In June 2023, Frazier joined the Shandong Hi-Speed Kirin of the Chinese Basketball Association and trained with the team, but the contract was not signed due to procedural issues.

===Sichuan Blue Whales (2023)===
On November 3, 2023, Frazier signed with the Sichuan Blue Whales of the Chinese Basketball Association. On December 5, he was removed from roster after three games.

===NBA G League Ignite (2024)===
On January 10, 2024, Frazier signed with the NBA G League Ignite.

===Amman United (2024–2025)===
In December 2024, Frazier joined Amman United of the Jordanian Premier Basketball League.

===Taipei Taishin Mars (2026)===
On February 4, 2026, Frazier signed with the Taipei Taishin Mars of the Taiwan Professional Basketball League (TPBL).

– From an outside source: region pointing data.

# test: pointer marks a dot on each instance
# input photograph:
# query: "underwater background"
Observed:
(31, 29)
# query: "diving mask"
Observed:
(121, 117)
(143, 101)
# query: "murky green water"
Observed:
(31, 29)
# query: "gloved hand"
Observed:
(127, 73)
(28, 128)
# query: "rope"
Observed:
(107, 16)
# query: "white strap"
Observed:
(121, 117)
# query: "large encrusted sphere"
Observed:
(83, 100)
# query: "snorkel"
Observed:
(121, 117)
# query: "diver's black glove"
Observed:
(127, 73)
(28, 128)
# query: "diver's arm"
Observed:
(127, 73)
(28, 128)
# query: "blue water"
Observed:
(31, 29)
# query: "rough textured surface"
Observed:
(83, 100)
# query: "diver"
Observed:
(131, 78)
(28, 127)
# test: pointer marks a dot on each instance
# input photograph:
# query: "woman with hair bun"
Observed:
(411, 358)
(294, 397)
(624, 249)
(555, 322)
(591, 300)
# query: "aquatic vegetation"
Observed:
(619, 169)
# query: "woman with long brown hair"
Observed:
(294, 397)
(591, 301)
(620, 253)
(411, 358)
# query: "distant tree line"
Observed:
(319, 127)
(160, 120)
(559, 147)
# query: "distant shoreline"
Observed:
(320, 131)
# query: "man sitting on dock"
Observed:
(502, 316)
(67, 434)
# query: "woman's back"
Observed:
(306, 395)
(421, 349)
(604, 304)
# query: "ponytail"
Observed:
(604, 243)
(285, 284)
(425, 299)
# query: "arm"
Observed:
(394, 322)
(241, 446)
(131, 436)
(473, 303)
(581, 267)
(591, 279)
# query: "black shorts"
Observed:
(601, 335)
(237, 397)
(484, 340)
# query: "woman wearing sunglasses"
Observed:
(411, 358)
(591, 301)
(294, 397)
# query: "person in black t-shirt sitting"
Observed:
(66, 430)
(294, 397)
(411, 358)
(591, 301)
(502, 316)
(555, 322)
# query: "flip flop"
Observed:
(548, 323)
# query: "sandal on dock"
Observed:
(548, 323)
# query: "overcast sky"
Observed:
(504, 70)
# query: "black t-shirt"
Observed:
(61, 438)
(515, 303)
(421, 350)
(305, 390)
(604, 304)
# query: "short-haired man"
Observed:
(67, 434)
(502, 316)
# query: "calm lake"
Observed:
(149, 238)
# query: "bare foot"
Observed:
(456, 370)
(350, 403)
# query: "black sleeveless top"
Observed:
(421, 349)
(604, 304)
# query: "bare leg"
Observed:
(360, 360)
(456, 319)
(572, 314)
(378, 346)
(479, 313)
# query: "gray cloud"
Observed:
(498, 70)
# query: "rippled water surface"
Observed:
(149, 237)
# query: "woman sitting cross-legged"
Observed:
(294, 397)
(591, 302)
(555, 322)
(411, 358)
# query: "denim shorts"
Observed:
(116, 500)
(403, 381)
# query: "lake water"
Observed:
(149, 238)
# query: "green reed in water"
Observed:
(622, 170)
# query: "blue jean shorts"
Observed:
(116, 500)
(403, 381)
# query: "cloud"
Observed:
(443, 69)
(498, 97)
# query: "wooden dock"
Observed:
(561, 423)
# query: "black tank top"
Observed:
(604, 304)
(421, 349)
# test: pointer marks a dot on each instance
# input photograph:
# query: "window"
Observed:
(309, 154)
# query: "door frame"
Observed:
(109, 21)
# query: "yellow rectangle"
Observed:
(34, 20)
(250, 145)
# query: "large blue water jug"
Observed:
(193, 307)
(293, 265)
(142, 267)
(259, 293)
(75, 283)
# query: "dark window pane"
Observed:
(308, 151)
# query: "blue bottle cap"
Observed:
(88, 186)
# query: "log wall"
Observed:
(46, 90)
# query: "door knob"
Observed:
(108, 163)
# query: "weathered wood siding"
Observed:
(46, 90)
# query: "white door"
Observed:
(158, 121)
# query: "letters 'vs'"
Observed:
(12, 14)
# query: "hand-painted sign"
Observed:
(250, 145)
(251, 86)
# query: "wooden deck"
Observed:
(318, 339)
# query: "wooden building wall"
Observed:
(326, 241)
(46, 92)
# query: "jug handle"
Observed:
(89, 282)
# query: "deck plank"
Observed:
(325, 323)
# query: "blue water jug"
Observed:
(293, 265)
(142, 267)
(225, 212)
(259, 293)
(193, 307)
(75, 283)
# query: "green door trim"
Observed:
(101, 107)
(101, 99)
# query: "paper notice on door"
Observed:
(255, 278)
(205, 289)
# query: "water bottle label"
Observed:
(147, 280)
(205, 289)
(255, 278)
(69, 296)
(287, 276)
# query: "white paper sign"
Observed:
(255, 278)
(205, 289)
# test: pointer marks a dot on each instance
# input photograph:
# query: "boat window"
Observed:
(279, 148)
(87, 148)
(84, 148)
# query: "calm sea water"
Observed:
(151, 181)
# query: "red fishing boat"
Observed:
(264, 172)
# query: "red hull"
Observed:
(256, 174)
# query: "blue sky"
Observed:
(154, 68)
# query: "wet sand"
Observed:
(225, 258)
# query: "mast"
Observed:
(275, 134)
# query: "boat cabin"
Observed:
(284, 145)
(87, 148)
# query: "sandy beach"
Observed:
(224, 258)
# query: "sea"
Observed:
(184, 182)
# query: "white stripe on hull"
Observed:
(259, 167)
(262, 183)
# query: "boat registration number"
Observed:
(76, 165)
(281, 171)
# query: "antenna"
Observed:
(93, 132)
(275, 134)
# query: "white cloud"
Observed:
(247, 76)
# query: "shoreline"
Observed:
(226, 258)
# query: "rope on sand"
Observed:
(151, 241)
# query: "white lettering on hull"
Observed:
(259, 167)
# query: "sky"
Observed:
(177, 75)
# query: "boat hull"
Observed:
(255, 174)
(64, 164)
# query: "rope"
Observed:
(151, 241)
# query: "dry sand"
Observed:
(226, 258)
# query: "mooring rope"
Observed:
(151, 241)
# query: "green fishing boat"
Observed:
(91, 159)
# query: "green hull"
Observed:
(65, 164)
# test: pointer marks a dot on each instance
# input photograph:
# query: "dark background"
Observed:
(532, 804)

===Beirut Club (2026–present)===
On September 16, 2026, Frazier returned to the Beirut Club of the Lebanese Basketball League.

==Career statistics==

===Regular season===

| Year | Team | GP | GS | MPG | FG% | 3P% | FT% | RPG | APG | SPG | BPG | PPG |
|---|---|---|---|---|---|---|---|---|---|---|---|---|
| 2019–20 | Houston | 13 | 0 | 11.2 | .249 | .174 | .643 | .8 | .3 | .1 | .0 | 2.1 |

===Playoffs===

| Year | Team | GP | GS | MPG | FG% | 3P% | FT% | RPG | APG | SPG | BPG | PPG |
|---|---|---|---|---|---|---|---|---|---|---|---|---|
| 2019–20 | Houston | 4 | 0 | 3.0 | .250 | .500 | – | 1.0 | .5 | .0 | .0 | .8 |

==National team career==
Frazier represented the U-19 United States national team at the 2013 U-19 World Championship held in Czech Republic, where they won the gold medal. Over nine tournament games, he averaged 6.7 points and 3.1 rebounds per game.